I set up Vagrant to have a Synced code folder, so I can still edit my code in the Windows WebStorm IDE, but have the tests running in the background in Vagrant.

The first time I tried this I didn’t install phantomjs with npm, but with apt-get. I problem I ran in to (which I should have saved the error I had to Google for) was something to do with font rendering, and I had to also install libfontconfig1. It will probably work better with the npn install.

Karma comes configured to work with PhantomJS by default, without needing to install any plugins.

To get Karma set up, run in the karma init command. This will walk you through some basic setup option with a commandline wizard. This generates the karma.conf.js configuration file.

One thing that confused me is that many tutorials online are for older version of Karma, where you needed to add options like JASMINE_ADAPTER to the configuration file. Now it appears all you need to do is specify the frameworks option in the config file to your JS testing framework of choice - jasmine in this case.

So all you need to have in ‘files’ now is the code you are testing, and the test specs.

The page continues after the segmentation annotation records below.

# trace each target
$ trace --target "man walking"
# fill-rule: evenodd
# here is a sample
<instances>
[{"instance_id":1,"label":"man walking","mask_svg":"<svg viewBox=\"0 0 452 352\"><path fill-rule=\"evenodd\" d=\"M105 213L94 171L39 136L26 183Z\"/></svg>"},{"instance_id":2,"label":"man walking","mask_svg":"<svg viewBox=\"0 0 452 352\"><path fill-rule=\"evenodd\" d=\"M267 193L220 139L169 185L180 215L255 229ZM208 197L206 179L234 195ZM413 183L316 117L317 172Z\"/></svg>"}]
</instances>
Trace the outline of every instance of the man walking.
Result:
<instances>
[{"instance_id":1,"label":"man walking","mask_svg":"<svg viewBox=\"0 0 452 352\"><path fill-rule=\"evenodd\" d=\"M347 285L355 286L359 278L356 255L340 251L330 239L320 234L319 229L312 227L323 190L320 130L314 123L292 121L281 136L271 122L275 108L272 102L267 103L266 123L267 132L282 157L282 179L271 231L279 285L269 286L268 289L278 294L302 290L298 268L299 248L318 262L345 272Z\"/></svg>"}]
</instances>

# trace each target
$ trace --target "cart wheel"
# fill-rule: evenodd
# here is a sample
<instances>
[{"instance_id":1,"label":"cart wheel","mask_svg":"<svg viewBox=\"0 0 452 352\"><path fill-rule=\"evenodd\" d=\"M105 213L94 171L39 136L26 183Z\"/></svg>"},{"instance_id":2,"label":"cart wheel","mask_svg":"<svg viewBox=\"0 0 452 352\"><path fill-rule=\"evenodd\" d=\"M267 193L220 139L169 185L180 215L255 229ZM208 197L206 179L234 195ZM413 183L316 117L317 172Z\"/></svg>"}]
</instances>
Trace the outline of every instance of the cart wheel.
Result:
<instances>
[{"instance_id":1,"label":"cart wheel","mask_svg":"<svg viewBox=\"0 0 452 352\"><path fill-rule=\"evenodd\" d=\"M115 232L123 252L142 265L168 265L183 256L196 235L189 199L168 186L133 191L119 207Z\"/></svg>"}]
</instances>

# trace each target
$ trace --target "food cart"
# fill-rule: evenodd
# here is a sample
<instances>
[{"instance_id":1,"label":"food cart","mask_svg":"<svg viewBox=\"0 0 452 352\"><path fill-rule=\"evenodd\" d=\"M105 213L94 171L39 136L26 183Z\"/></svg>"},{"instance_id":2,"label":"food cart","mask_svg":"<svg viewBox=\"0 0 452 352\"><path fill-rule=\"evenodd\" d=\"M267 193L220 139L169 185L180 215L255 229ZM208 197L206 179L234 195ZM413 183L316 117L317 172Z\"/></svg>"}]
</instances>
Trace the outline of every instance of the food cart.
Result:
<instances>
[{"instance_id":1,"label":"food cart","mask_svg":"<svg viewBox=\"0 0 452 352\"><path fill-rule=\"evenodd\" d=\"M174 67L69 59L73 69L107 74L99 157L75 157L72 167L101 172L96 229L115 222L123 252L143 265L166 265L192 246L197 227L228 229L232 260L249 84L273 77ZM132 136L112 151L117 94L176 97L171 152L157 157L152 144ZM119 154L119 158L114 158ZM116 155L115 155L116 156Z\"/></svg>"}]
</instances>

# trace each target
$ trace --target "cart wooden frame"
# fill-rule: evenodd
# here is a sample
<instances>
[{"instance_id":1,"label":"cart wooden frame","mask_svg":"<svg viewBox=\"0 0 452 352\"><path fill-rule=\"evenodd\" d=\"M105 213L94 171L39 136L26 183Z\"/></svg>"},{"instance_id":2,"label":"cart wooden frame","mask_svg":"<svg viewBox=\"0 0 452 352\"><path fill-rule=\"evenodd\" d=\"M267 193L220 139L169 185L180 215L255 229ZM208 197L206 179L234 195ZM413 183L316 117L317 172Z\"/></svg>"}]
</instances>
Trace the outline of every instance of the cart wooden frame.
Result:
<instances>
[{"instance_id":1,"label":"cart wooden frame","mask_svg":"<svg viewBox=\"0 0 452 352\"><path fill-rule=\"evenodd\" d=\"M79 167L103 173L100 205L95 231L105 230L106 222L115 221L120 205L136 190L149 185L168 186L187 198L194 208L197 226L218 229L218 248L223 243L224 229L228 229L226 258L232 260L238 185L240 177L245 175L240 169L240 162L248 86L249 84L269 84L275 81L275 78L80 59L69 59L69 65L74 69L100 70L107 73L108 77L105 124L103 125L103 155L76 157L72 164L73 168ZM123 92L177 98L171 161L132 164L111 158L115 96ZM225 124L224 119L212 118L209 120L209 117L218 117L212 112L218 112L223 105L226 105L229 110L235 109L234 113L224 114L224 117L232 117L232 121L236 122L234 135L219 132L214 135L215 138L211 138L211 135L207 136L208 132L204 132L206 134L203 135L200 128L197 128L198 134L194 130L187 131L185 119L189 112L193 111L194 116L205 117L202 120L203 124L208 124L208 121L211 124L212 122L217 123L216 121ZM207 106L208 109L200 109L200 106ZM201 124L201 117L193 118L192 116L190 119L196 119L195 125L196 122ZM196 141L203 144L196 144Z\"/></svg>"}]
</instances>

I am developing a single script as multiple files, which will be concatenated together in the build process. To keep my simple project simple, I decided not to use any of the CommonJS ‘require’ strategies, and intend to just concatenate the final file in a certain order. Using the standard Jasmine SpecRunner.html file for testing, I would just list the <script> tags in the correct order, so all the dependencies in my code are met properly. Many of the example Karma configurations just load all of the code to be tested with a wildcard though, like so: ‘/src/*.js’. This might be fine if you are using require.js or something, but I found the wildcard script load order was not necessarily what I needed it to be (is it random?), so I had to declare each .js file under test individually, just like in SpecRunner, to maintain the proper load order.

I will say, against all odds, Karma is working well directly on Windows. Although it is surprisingly slow - with Chrome at least (have not tried other plugins).